Suspiró aliviada al ver que él parecía no haber escuchado su conversación.

—No seas tímida.

Justo ahora él respondió bastante cariñosamente a tu confesión —Kayson soltó una carcajada.

—¿Qué tal si te ocupas de tus propios asuntos?

—Amanda miró a Kayson, que se reía a carcajadas, y quiso golpearle la cabeza solo para ver qué había exactamente dentro de ella.

—Quién sabe, hay muchas situaciones en las que lo que comienza como una farsa se vuelve real —dijo Kayson animadamente—.

Las confesiones pueden ser cómodas, pero aceptarlas es mucho más difícil.

¡Disfruta mientras dure!

—¡Como sea!

—Amanda no pudo soportar más las burlas de Kayson.

Sonrojada, se levantó y dijo:
— Tú disfruta de la diversión, yo voy al baño.

…
Basil Jaak y Jessica Flack tuvieron una larga conversación por teléfono hasta que la batería de Basil estuvo a punto de agotarse.

Entonces finalmente desconectó la llamada y regresó del área de fumadores.

Cuando regresó, las tres mujeres ya habían vuelto a sus respectivas literas de dormir.

Los asientos en el tren estaban dispuestos al estilo de literas, con dos literas en cada compartimento, por lo que los cuatro tenían justo el espacio suficiente para ellos mismos.

Lydia White y Amanda ocupaban cada una una litera inferior, y Kayson estaba acostada en la litera superior sobre la de Amanda.

Estaba claro que a Basil no le quedaba más alternativa que dormir en la cama superior sobre la de Lydia White.

Sin usar la escalera, Basil se encaramó a su litera.

Se quitó el abrigo, lo puso a un lado y se acostó.

Aunque eran solo las nueve, ya estaba oscuro afuera.

La única luz dentro del vagón provenía de una tenue bombilla amarilla en el techo.

Escuchando el constante soplar del viento, Basil apoyó su cabeza en sus manos y no pudo evitar pensar en su tarea.

Algunos recursos estratégicos son vitales para la defensa nacional, pero las circunstancias no permitían que el gobierno los comprase directamente.

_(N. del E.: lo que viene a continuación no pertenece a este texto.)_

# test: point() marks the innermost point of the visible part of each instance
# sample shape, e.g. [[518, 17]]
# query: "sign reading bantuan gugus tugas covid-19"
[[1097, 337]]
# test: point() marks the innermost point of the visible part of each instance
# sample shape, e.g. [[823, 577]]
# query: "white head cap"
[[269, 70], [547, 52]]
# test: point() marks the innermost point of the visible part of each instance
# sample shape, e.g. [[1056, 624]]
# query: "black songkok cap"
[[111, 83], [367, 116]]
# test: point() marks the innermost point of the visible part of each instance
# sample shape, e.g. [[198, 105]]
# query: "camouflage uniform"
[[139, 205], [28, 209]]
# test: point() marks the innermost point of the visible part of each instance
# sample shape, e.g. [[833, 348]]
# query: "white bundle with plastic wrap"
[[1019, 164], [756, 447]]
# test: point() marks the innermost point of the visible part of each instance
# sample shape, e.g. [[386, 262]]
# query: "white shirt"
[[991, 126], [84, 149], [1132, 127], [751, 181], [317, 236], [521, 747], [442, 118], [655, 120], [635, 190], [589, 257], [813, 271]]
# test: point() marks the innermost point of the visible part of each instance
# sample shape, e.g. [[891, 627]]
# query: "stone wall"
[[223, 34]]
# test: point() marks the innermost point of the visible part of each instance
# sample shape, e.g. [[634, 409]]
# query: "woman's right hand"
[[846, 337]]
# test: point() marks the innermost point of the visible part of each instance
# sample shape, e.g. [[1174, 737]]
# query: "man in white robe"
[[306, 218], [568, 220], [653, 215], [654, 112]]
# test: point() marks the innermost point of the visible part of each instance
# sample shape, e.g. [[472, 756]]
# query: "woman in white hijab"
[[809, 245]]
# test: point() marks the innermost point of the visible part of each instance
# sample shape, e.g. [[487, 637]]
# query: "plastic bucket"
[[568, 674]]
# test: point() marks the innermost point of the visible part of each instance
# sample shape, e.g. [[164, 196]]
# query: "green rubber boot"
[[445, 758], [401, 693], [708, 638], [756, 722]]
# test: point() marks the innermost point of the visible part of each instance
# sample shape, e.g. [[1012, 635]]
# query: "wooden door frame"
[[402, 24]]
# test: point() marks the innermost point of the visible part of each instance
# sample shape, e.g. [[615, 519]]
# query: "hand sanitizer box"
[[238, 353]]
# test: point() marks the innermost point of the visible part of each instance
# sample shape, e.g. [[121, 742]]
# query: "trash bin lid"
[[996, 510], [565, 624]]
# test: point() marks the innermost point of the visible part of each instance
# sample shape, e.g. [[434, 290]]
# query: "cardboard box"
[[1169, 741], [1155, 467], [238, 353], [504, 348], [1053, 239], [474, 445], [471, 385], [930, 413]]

Por eso, confiaba en empresas como la suya para gestionar la adquisición y entregar secretamente los bienes al ejército una vez que habían sido transportados de vuelta al país.

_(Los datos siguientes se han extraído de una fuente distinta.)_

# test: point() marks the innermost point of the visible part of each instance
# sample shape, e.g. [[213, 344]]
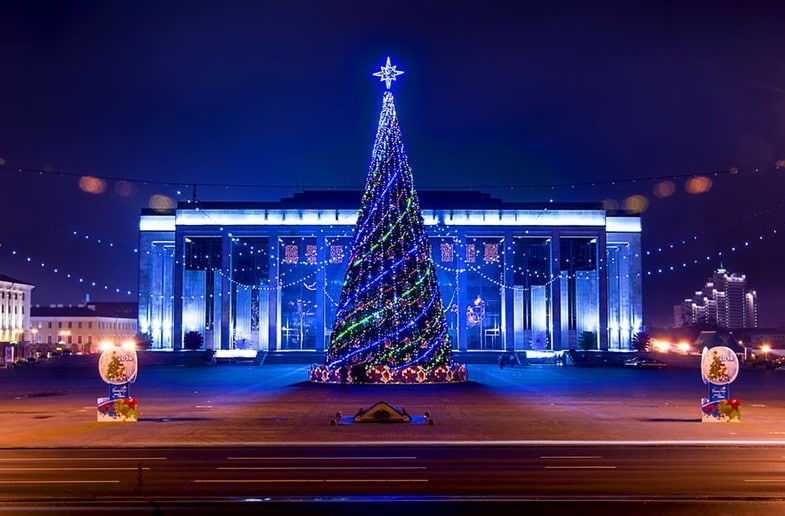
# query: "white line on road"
[[81, 459], [59, 481], [311, 481], [75, 469], [296, 468], [323, 458], [575, 457], [580, 467]]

Esta próxima misión es precisamente una tarea de adquisición.

Tenía que comprar recursos en Australia y transportarlos de vuelta al país a través del vasto Océano Índico mientras era atacado por varias fuerzas.

Era necesario reforzar la seguridad y asegurar la entrega exitosa de los bienes.

Dado que el gobierno no podía intervenir directamente, significaba que no podía enviar la marina para escoltar los recursos abiertamente.

Esta tarea tendría que ser llevada a cabo por empresarios como Norberto Flack.

Como ex soldado de fuerzas especiales para el país, la lealtad y la fuerza de Basil eran ampliamente reconocidas.

Ahora él es solo un empleado de Norberto Flack, por lo que su identidad no suscitaba ninguna pregunta.

Por lo tanto, era el candidato más adecuado para esta tarea.

Para convencer a Basil, le habían hecho muchas promesas, y Norberto Flack incluso había mencionado su relación con Jessica Flack.

—¿Realmente tengo que renunciar a mi tranquila vida en la ciudad y asumir esta misión que podría costarme la vida en tierra extranjera?

—Basil se dio la vuelta, sintiéndose confundido y sin poder dormir.

Viendo que Amanda y Kayson ya estaban profundamente en sus dulces sueños, Basil sintió un atisbo de envidia por estas mujeres despreocupadas.

Trabajar, vivir y luego encontrar un hombre con quien casarse —es un curso de vida tan simple, pero uno que Basil nunca podría tener.

Misión, recuperación, otra misión…

Basil estaba completamente harto de este estilo de vida sangriento.

—Thump thump…

—Justo cuando Basil estaba sumido en sus pensamientos, hubo un sonido claro de golpes justo debajo de su litera.

Al principio, los ignoró, pero los golpes se hicieron más frecuentes y también se escuchó la voz de Lydia.

—Basil, ¿estás despierto?

—Lydia preguntó con voz suave, como un lindo gatito susurrando.

—Aún estoy despierto, ¿qué pasa?

—respondió él.

—Necesito ir al baño —le dijo Lydia a Basil.

—…

—Basil abrió los ojos sin palabras, pensando para sí mismo, estás en la litera inferior, puedes ir al baño, ¿por qué necesitas informarme?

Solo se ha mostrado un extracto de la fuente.